Благодарю, благодарю, бесконечно благодарю Тебя за твою великую любовь, воскрешающую жизнь духа, за твою ласку и заботу. Хорошо и весело вернулась домой и здесь живу тихо и покойно. Твои последние слова, что я все-таки неладно уезжаю, произвели на меня сильное впечатление. Сказал – значит так и есть; всю дорогу звучали они у меня в ушах и заставили перебрать все движения души. Конечно, много негодного в душе, и постоянно нужна Твоя помощь, Твои молитвы, очищающие и охраняющие нас. Совсем другая внутренне вернулась я домой. Помоги, Господи, сохранить это состояние. Теперь я живая, а то была мертвая, гнев мучил меня и закрывал от меня все.

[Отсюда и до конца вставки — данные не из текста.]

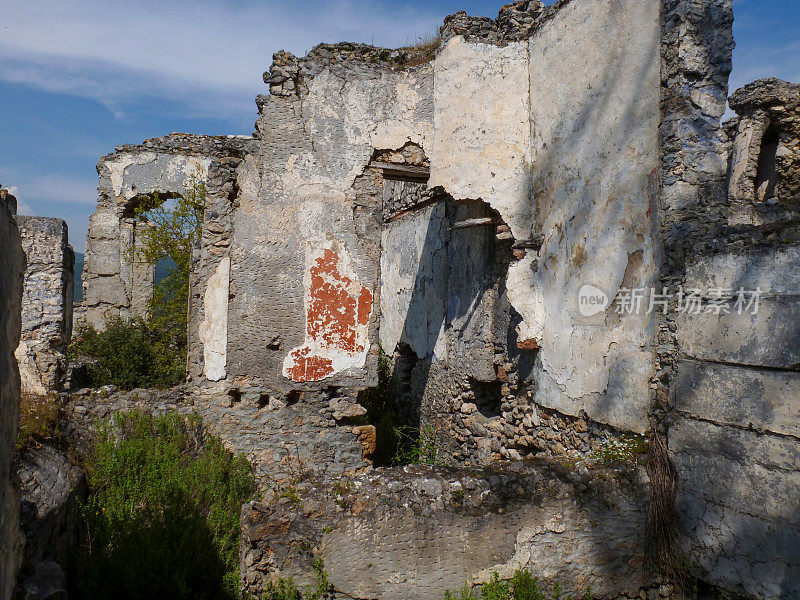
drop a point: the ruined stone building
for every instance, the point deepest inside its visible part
(12, 269)
(46, 305)
(443, 213)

Крепко целую Твои руки и молю прощения за всю мою скверну
Нерадивая Зина»4.
Кроме Зинаиды, Распутина сопровождала двадцатидевятилетняя вдова Хиония Берладская. Ее муж два года назад совершил самоубийство. После этой трагедии у Хионии началась депрессия, она винила в смерти мужа себя. Осенью 1906 года ее пожалела генеральская жена и привела ее к Распутину. Он внимательно посмотрел на нее и сказал: «Ты что думаешь? Знаешь, у Господа было двенадцать учеников, и один из них, Иуда, удавился. Это ведь у Господа, а ты что?» Слова Распутина изменили ее жизнь.
«Слова эти были ответом на гнетущую мою душу мысль, что я виновна в смерти мужа. Раз у Господа могло случиться подобное, я, слабый человек, не могла переродить своего мужа. Это мне сразу стало ясным, я получила полное спокойствие души, чего я не могла достигнуть ни гипнозом, ни какими другими лекарствами. До этого я не говела целый год и не могла даже ходить в церковь, пение расстраивало меня, и делались сердечные припадки. Два года я почти ничего не ела и дошла почти до полного истощения духовного и физического. Познакомившись с Григорием Ефимовичем, я почувствовала, что он может разрешить все мои жизненные вопросы ответами из Евангелия. За это я и питаю к Григорию Ефимовичу глубочайшую любовь и признательность».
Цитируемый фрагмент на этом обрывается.